Igneous rocks, owing to their range of mineral composition and of structure, combined with their general hardness, lend themselves to various economic purposes. While the granites, resisting atmospheric attack admirably in a polished state, provide our handsomest building-stones, dolerites and fine-grained diorites, which owe their toughness largely to the interlocked relations of their constituent minerals, serve as our most satisfactory road-metals.

THE SCENERY OF IGNEOUS ROCKS

Volcanic landscapes, where activity is very recent or still in progress, present a number of characteristic surface-forms. The cones that have accumulated round the vents surpass all other hills in regularity of outline, and the crater in the summit is often relatively large. Lava-cones may be steep-sided bosses when formed of protrusions of viscid rocks rich in silica, like the remarkable domes in the north of Bohemia, or they may present very gentle slopes where fluid basic lavas have been extruded.

Tuff-cones are liable to be breached on one side, owing to the outflow of lava which the crater-wall could not sustain, and they then assume the form of a mountain in which glacial influences have hollowed out a cirque.

Rain washes down the loose materials from great volcanic cones, and emphasises the concave curve of the mountain sides, the form that is so beautiful in Fuji-yama in Japan, and which Hokusai, with pardonable and affectionate exaggeration, reproduced in a hundred illustrations. Ultimately, however, grooves appear on the flanks of the cone, in which permanent streams gather, and the slopes are dissected and worn away. During this process, the tuffs yield steep and fantastic forms, and wall-like dykes weather out among them. The dykes are usually the last features to decay.

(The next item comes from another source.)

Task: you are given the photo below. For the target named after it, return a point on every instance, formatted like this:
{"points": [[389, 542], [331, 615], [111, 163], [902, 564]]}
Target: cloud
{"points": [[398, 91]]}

Where the vent has been plugged with lava at the close of its activity, the neck of rock often remains standing above the surrounding country. The site of cone after cone can be picked out in this way in the Cainozoic volcanic areas of central Germany. The jutting crag of trachyte or of basalt has often been seized on as the site of a feudal castle, under which the dependent agriculturists still gather at nightfall in their red-roofed town. The group of sheer-sided necks in the Hegau in southern Württemberg, the Hohentwiel, Hohenkrähen, and the rest, form a very striking landscape amid undulating Cainozoic lands.

The lava-beds that cover wide areas are naturally of basic composition. Basalts thus form enormous plains with rugged surfaces, on which at last a red-brown soil collects. When exposed to denudation from the edge of the region inwards, they develop a marked terrace-structure, through which the rivers cut steep and grim ravines. Grass may grow on the ledges and the tables; but the scarps, controlled by the well-marked vertical jointing of the lavas, remain sharp and prominent, and the rock falls away from these walls in whole columns at a time. This structure is characteristically seen in northern Mull and the adjacent smaller isles, and is still more impressive from the centre to the north of Skye, where the rain swept terraces covered by grass and bog and scanty oatfields, and the black steps of rock between them, present a scene of strange monotony and desolation.

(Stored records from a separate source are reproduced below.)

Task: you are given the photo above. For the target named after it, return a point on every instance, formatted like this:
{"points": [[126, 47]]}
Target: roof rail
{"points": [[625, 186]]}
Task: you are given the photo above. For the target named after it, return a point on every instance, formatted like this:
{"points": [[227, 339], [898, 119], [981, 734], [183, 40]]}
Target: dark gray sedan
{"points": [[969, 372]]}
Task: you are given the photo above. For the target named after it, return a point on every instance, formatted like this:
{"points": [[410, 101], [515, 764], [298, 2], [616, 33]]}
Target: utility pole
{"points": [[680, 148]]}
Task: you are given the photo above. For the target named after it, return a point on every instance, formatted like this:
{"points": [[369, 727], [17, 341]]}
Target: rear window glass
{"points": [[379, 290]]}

In regions less exposed to stormy weather, the lava-plateaus may provide good soils. For instance, after the great seaward scarp of the basalts has been crossed in the counties of Antrim and of Londonderry, the lava-fields, dropped by faults towards Lough Neagh, are seen to be occupied by prosperous farms. In arid countries, however, the savage surface of the flows merely becomes modified by red dust and scoriaceous gravel, worn by wind and changes of temperature from the upstanding portions of the land.

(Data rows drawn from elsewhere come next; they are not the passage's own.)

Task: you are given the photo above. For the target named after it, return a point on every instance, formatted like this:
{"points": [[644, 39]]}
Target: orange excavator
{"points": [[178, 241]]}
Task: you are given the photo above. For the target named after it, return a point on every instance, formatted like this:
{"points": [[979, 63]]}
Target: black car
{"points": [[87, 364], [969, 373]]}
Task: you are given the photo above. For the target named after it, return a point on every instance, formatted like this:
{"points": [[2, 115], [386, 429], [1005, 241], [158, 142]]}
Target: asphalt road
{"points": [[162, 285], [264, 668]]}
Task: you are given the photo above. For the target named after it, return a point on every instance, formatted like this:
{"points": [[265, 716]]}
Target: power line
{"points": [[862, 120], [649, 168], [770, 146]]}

Where a stratified country has been freely invaded by sheets of lava along its planes of bedding, the stratification is emphasised in any part exposed to weathering. The resisting igneous rock stands out in scarps along the hills, and marks out any folds that have been formed since the epoch of its intrusion.

When the beds remain fairly level, and are also uplifted, flat-topped hills are formed by the intrusive sheets, like those that may be carved out of a country flooded over by lava-streams. The crystalline rock, very probably a dolerite, protects what lies below it. The kopjes north of the Great Karroo in the centre of the Cape of Good Hope are thus level on the crest and bounded by a steep wall or krans of rock.